Note: pretend the account data is just things like user info and that the user is already logged in.

const getUserAccount = userId => axios.get(`/user/${userId}`)
const getUserActivity = userId => axios.get(`/user/${userId}/activity`)

const id = 3245
await Promise.allSettled([getUserAccount(id), getUserActivity(id)])

Using .all() rather than .allSettled() would mean that TODO

What does .allSettled() return? Let's imagine that the call to the activity endpoint - called by getUserActivity() - fails due to a network blip. The output from .allSettled() would be:

/* 
* [
*     {status: "fulfilled", value: {name: "John Doe", dateAccountCreated: "05-23-2018"}},
*     {status: "rejected", reason: "failed to fetch"}
* ]
/*

Notice that we get an array of objects back, with a status property regardless of if it resolved/fulfilled or rejected. And either a value property if the Promise was fulfilled, or a reason property if it rejected.

This is great because we can still load the user account info, and retry fetching the user activity later. (retries are outside the scope of this post, and there are multiple strategies for that)

Getting values out of .allSettled() vs. all()

Unlike Promise.all(), which returns an array of the values from each resolved Promise (assuming none reject), the shape returned by Promise.allSettled() is a bit different.

A reminder of what it looks like, using our example from above:

/* 
* [
*     {status: "fulfilled", value: {name: "John Doe", dateAccountCreated: "05-23-2018"}},
*     {status: "rejected", reason: "failed to fetch"}
* ]
/*

So if we want to get our values out of the array, we can still destructure them but this also means that we can't simply destructure the response and get the values out in an immediately usable way. They'll still be objects.

const id = 3245
const [userAccountInfo, userActivity] = await Promise.allSettled([getUserAccount(id), getUserActivity(id)])

console.log(userAccountInfo) // {status: "fulfilled", value: {name: "John Doe", dateAccountCreated: "05-23-2018"}} 
console.log(userActivity) // {status: "rejected", reason: "failed to fetch"}

Note: there are many cases where this is a totally valid way of doing it. For example, we might not know what the account info data is, and what the activity data is, so it makes sense to have them in separate variables since we know what they are and can assign appropriate variable names.

If you do want to get them as destructured and "cleaned up" (meaning, just the values), you can do something like:

const id = 3245
const results = await Promise.allSettled([getUserAccount(id), getUserActivity(id)])

// resolved/fulfilled Promises' values
const fulfilled = results.filter(result => result.status === 'fulfilled').map(result => result.value)
console.log(fulfilled) // [{name: "John Doe", dateAccountCreated: "05-23-2018"}]

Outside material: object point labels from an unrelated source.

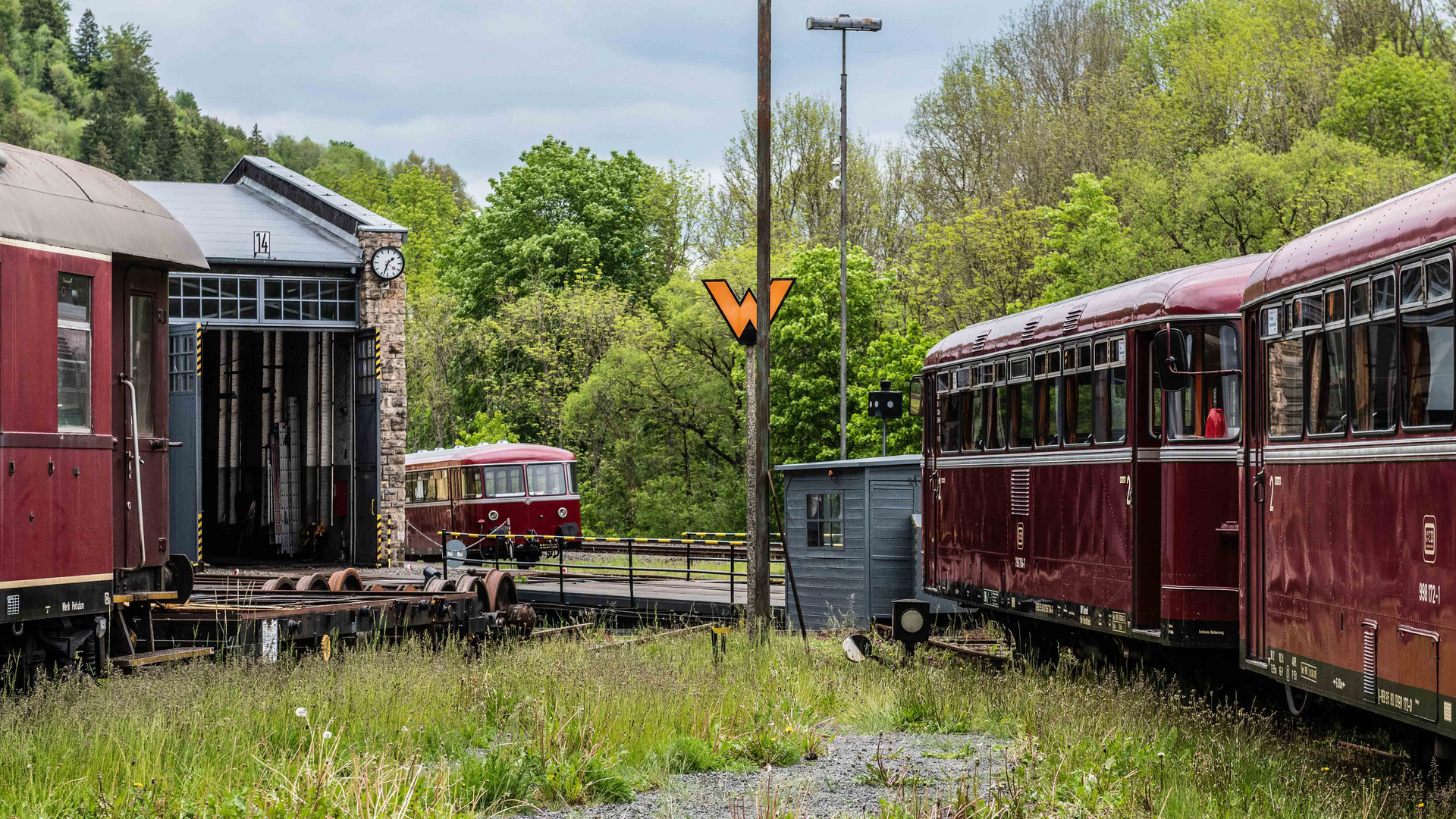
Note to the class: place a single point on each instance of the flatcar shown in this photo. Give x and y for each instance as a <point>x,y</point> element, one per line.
<point>1063,485</point>
<point>83,423</point>
<point>1351,458</point>
<point>506,488</point>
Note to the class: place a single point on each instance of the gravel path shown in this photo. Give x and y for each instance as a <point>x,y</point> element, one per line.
<point>837,784</point>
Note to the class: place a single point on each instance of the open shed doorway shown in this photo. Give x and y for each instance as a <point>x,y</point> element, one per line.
<point>280,431</point>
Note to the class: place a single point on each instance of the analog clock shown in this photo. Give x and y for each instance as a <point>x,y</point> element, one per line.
<point>388,262</point>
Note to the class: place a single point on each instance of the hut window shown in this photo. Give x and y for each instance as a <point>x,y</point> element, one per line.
<point>73,353</point>
<point>824,518</point>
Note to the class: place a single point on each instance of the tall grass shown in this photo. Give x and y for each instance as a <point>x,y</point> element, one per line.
<point>408,730</point>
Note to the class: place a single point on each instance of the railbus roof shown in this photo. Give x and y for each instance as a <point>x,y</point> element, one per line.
<point>1206,289</point>
<point>50,200</point>
<point>1400,224</point>
<point>500,452</point>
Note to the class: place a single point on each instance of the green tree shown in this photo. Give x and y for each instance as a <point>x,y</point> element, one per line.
<point>558,218</point>
<point>1087,246</point>
<point>1400,105</point>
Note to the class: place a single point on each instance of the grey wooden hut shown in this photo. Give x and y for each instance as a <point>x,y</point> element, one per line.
<point>854,538</point>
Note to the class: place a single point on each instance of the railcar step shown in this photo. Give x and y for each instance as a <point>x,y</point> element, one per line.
<point>164,656</point>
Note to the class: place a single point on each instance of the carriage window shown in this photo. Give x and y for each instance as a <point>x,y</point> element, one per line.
<point>471,483</point>
<point>1110,392</point>
<point>1382,293</point>
<point>504,482</point>
<point>976,419</point>
<point>1373,365</point>
<point>1413,283</point>
<point>1439,279</point>
<point>824,519</point>
<point>1329,387</point>
<point>73,354</point>
<point>546,480</point>
<point>1286,387</point>
<point>1429,368</point>
<point>949,423</point>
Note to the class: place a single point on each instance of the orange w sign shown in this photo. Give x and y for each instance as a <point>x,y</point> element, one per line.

// rejected Promises' reasons
const rejected = results.filter(result => result.status === 'rejected').map(result => result.reason)
console.log(rejected) // ['failed to fetch']

Unfortunately, you can't destructure the fulfilled array or the rejected array because you don't know what will fail and what won't, meaning you won't know the length of each array.

Still, this makes the resolved and rejected values easier to work with. And you can spread the arrays if you need to later on (using ...fulfilled, for example).

Wrapping up

Next time you need this kind of robust handling around Promise rejections that may result from concurrent function calls, remember that Promise.allSettled() exists (as long as you're using Node 12.9.0+).

It can make your life as a developer much easier.